The emails leaked to the New York Post have renewed these concerns about a foreign influence operation. Thomas Rid, who studies disinformation and political warfare at Johns Hopkins University’s School of Advanced International Studies, warned on Wednesday that the alleged source of the emails looked “highly suspicious.”

According to the New York Post, the laptop containing the emails came from a computer-repair shop in Delaware, Biden’s home state.
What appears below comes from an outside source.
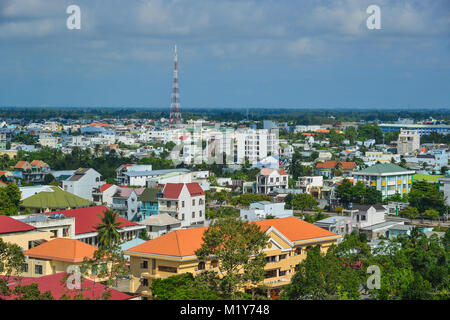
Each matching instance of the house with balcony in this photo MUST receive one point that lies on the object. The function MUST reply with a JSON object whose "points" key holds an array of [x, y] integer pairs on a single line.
{"points": [[263, 209], [174, 253], [87, 219], [267, 180], [125, 202], [33, 172], [83, 182], [388, 178], [183, 201], [148, 203]]}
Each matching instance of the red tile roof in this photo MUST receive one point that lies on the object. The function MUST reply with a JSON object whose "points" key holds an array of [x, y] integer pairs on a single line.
{"points": [[62, 249], [195, 189], [10, 225], [86, 219], [185, 242], [106, 186], [56, 285], [173, 190], [332, 163]]}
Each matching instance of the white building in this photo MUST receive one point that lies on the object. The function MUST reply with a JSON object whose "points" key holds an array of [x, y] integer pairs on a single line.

The owner of the shop, who was not identified in the report, gave a copy of the computer’s hard drive to a lawyer working for Giuliani, who then handed it off to the Post. In a tweet, Rid, the expert on Russian information warfare, noted that this was “exactly how a professional would surface disinformation and potentially forgeries.”

But that did not stop Giuliani and other Trump surrogates from touting the emails as evidence of Biden’s dishonesty. “Emails from Hunter Biden’s hard drive reveal Joe Biden lied about BURISMA,” Trump’s personal lawyer tweeted on Wednesday. He added: “Much more to come.”